La Cour administrative d’appel de Nancy a rendu, le 18 décembre 2025, une décision relative à la légalité d’une mesure d’éloignement. Un ressortissant étranger est entré sur le territoire national dès son plus jeune âge en compagnie de ses parents. Il a bénéficié du statut de réfugié durant sa minorité par extension de la protection accordée à ses géniteurs. L’autorité administrative a édicté une obligation de quitter le territoire sans délai assortie d’une interdiction de circulation.
Le tribunal administratif de Strasbourg a annulé cet arrêté par un jugement rendu le premier juillet 2024. Le représentant de l’État soutient en appel que l’administré ne bénéficiait plus de la protection internationale lors de la signature de l’acte.
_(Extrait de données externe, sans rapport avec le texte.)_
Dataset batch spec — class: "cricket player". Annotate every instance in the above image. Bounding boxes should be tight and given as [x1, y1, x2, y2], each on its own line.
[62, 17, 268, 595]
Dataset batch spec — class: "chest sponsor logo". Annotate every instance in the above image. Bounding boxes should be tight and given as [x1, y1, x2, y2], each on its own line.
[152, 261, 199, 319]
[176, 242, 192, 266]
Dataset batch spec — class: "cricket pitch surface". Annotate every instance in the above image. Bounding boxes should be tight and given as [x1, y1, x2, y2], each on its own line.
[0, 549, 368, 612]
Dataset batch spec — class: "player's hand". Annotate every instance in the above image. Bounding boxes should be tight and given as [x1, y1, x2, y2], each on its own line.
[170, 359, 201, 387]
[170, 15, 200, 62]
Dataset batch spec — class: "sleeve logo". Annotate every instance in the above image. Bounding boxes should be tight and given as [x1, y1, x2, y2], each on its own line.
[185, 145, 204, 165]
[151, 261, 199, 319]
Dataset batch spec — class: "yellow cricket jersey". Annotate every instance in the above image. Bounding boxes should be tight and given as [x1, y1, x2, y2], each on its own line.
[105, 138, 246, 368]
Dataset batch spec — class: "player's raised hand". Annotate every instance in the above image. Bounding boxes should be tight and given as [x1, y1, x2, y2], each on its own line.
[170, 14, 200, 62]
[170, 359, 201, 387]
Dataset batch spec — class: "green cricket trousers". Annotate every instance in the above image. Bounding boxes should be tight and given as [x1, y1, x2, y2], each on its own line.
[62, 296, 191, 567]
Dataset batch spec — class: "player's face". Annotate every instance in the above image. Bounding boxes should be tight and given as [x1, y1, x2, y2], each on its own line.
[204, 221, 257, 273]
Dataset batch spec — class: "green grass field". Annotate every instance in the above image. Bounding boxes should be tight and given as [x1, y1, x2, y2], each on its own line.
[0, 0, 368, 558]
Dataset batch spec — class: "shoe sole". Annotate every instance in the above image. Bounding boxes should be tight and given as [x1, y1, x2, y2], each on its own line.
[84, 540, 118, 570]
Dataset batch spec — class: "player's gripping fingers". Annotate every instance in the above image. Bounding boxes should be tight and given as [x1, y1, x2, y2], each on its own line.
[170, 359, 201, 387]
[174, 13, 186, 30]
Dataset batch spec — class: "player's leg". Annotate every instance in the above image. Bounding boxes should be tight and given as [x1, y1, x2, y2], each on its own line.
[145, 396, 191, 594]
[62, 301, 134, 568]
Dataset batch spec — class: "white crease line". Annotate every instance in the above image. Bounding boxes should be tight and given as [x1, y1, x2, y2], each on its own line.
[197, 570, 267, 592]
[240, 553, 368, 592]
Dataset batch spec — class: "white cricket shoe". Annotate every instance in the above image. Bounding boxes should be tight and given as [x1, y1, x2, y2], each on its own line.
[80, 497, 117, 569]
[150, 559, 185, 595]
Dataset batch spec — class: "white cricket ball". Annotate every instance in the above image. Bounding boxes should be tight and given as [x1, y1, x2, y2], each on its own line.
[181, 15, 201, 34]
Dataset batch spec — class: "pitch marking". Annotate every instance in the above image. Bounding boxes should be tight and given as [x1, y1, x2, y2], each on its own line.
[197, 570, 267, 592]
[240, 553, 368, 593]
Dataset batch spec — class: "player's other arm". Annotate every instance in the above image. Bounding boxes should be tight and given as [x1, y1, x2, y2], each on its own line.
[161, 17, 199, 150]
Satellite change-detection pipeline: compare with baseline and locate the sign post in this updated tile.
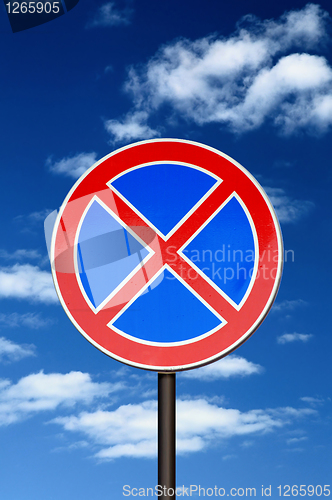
[158,373,176,500]
[51,139,283,498]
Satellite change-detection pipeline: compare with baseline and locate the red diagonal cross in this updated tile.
[97,182,237,321]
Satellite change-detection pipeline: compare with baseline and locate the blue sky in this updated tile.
[0,0,332,500]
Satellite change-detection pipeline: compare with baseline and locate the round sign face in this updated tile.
[51,139,283,372]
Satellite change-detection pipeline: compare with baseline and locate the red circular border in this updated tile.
[51,139,283,371]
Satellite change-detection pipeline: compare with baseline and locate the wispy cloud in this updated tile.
[179,355,263,381]
[44,152,97,180]
[106,4,332,141]
[300,396,325,406]
[0,248,41,261]
[264,187,315,223]
[0,264,58,304]
[277,333,313,344]
[53,399,315,460]
[0,371,121,425]
[0,337,36,364]
[286,436,308,444]
[86,2,134,28]
[14,208,52,225]
[0,313,51,329]
[105,111,160,142]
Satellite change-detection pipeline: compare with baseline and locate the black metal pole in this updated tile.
[158,373,176,500]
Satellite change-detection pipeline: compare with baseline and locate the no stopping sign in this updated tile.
[51,139,283,371]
La question posée au juge porte sur le maintien automatique du statut de réfugié tant qu’une décision de retrait n’intervient pas.
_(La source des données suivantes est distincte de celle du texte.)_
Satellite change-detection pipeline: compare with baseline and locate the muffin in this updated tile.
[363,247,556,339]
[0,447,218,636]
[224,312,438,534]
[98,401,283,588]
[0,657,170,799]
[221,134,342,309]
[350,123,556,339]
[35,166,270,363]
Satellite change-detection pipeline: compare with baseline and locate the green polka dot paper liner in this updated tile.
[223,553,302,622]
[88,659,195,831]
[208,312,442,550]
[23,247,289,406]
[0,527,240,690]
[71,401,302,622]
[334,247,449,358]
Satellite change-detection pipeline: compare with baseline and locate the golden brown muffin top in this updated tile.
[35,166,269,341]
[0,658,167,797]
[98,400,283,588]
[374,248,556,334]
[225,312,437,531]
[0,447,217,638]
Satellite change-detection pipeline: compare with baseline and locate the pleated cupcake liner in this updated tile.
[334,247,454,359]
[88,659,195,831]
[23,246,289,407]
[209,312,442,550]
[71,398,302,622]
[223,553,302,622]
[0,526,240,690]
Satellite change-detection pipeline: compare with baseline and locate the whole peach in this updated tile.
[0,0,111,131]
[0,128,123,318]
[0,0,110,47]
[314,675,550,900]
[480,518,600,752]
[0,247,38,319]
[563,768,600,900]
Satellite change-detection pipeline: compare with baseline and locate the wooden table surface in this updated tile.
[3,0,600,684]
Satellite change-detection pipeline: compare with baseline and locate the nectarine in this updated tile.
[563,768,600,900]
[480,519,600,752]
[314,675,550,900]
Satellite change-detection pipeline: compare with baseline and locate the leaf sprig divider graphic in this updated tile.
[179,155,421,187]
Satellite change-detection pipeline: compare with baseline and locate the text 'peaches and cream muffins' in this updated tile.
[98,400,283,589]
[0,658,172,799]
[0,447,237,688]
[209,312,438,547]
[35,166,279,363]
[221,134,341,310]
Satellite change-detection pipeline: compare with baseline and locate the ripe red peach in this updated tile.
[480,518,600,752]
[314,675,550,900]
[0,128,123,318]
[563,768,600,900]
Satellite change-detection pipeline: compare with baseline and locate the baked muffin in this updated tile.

La juridiction confirme l’annulation de l’arrêté en raison d’une erreur de droit commise lors de l’examen de la situation individuelle.
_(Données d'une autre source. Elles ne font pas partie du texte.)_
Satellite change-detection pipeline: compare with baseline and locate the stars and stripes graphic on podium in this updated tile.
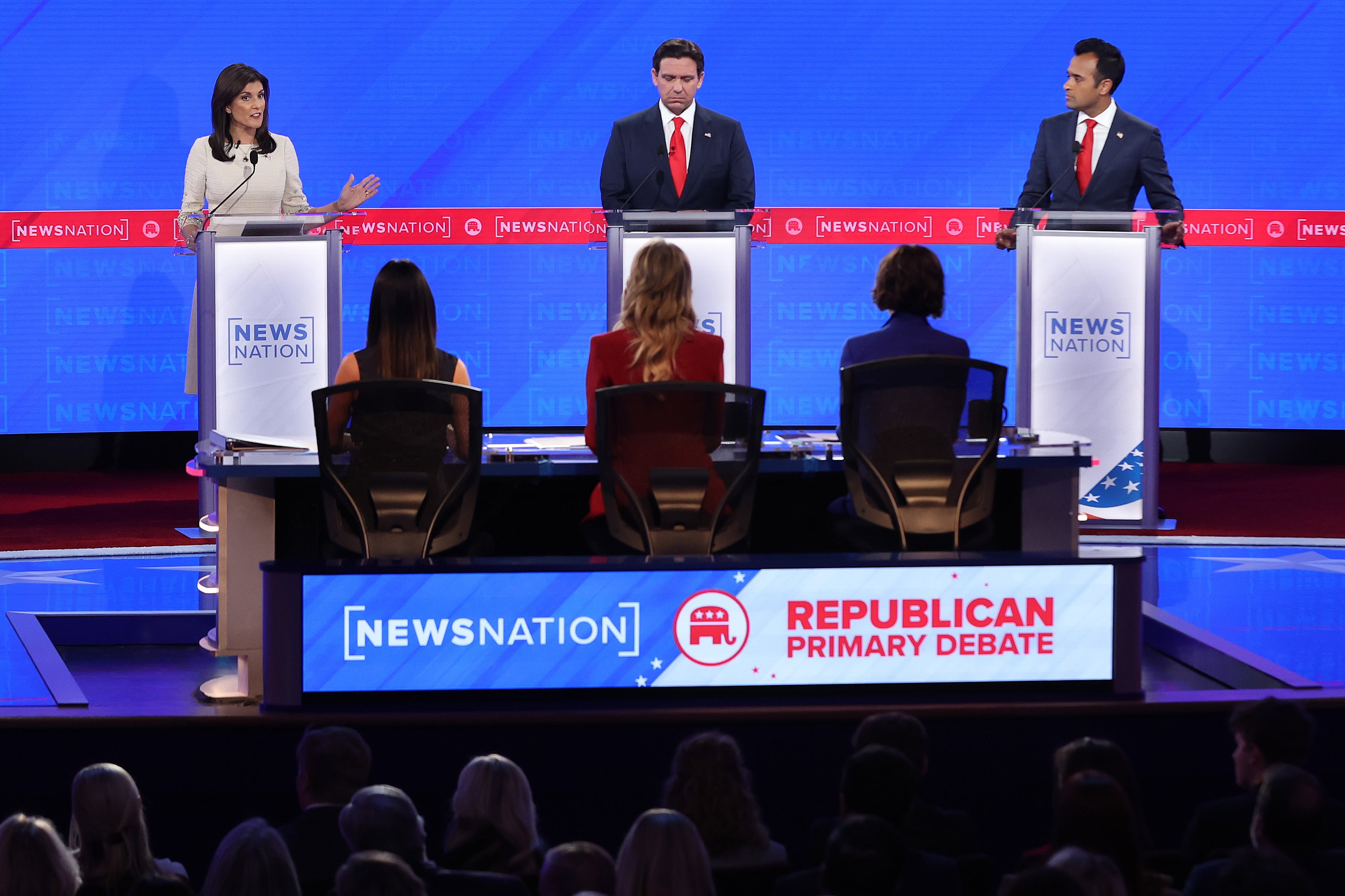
[1079,443,1145,512]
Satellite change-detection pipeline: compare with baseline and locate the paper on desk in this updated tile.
[215,429,318,451]
[523,436,584,449]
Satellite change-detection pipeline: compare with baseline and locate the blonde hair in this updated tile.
[0,814,79,896]
[444,753,538,874]
[70,763,157,888]
[616,239,696,382]
[614,809,714,896]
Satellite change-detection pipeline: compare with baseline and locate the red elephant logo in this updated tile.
[691,607,738,644]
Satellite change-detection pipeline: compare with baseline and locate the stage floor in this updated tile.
[0,545,1345,719]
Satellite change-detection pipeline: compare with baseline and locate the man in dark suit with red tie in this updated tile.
[600,39,756,211]
[995,38,1184,249]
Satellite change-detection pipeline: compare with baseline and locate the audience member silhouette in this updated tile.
[1186,764,1345,896]
[339,784,528,896]
[822,815,905,896]
[1184,697,1345,866]
[1051,771,1171,896]
[1046,846,1126,896]
[444,753,543,892]
[851,712,979,858]
[200,818,300,896]
[70,763,187,896]
[1186,846,1319,896]
[772,744,962,896]
[999,866,1088,896]
[277,725,373,896]
[663,730,788,870]
[0,814,79,896]
[333,849,425,896]
[615,809,714,896]
[538,840,616,896]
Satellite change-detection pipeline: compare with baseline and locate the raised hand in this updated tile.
[335,175,378,211]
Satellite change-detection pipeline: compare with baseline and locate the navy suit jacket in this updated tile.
[1017,106,1182,224]
[598,104,756,211]
[841,312,971,367]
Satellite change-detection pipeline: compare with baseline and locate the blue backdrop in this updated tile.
[0,0,1345,432]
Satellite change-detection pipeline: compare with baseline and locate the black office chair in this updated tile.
[593,381,765,554]
[313,379,482,558]
[841,355,1009,550]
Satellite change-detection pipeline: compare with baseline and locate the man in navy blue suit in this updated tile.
[600,39,756,211]
[995,38,1184,249]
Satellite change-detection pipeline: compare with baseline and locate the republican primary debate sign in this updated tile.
[302,564,1114,693]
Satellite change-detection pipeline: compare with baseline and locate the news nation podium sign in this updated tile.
[1015,211,1161,529]
[254,556,1139,705]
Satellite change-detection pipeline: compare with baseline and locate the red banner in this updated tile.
[0,208,1345,249]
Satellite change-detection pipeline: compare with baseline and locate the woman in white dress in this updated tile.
[178,63,378,396]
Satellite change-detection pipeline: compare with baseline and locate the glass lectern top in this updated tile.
[206,211,342,237]
[1002,208,1181,233]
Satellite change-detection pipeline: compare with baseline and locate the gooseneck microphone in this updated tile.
[617,143,667,211]
[1029,140,1084,208]
[209,149,257,218]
I. La préservation nécessaire du statut de réfugié
A. Le caractère individuel de la protection internationale
La protection reconnue par l’office compétent durant la minorité confère des droits propres et personnels à son titulaire légitime. Le retrait de la qualité de réfugié aux parents n’emporte pas la perte automatique du statut pour l’enfant devenu majeur. La cour précise qu’il appartient à l’office de vérifier si les craintes de persécution demeurent fondées pour chaque individu. « A la date à laquelle l’arrêté litigieux a été pris, l’intéressé bénéficiait encore du statut de réfugié et du droit de se maintenir en France ».
B. L’incompétence de l’autorité préfectorale en matière de cessation
L’autorité préfectorale ne dispose d’aucune compétence pour constater elle-même la cessation des circonstances justifiant la protection internationale. Seul l’organisme spécialisé peut mettre fin au bénéfice de ce statut selon les modalités strictes du code de l’entrée. La décision de retrait intervenue postérieurement à l’acte attaqué démontre que le statut demeurait juridiquement valide auparavant. L’existence d’une protection internationale en vigueur interdit toute mesure d’éloignement forcé par l’administration envers le bénéficiaire.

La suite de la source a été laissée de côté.